NaStirath looked shocked. “I don’t know one end of a spear from another, and I’ve only ever used my fire to relight the kitchen hearth. I’m no warlord.”

“The best generals rarely are.”

“I’d much rather be a fool.”

She found the energy to take a deep breath and slap her tail down. “You no longer have that luxury, dragon. You no longer have that luxury. It’s time to remove those last bits of shell from your scale. You have no reason to be confident in yourself because you’ve never been challenged. Well, dragon, the challenge is coming, whether you want to play the fool or no. You can either rise to it or die as the joke you’ve lived.”

She let that sink in a moment before continuing.

“You may not credit this, NaStirath, but I am glad you’re my daughter’s mate. You have brains, anyone who knows you will agree, but you just play with them rather than put them to use. You have strength and health—they’ve just never been tested by enemies and privation. You can be pleasing when you choose, which makes all the times you choose not to be doubly frustrating.

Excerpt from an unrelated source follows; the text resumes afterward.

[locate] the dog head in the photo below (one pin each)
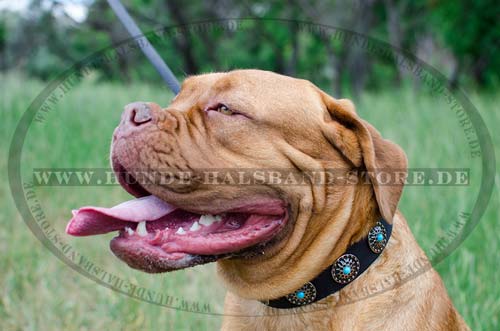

“For once, NaStirath—for once—prove yourself a dragon. No jokes, no tricks, no idle chatter. Your sires couldn’t all have been ninnies. Reach down deep inside and find whatever drops of their blood are left in you. Let those hatchlings tell proud tales of their father to their own eggs someday.”

NaStirath opened his mouth, let it hang for a moment, and shut it again.

Shut it? No quip? No jibe. Perhaps there was hope.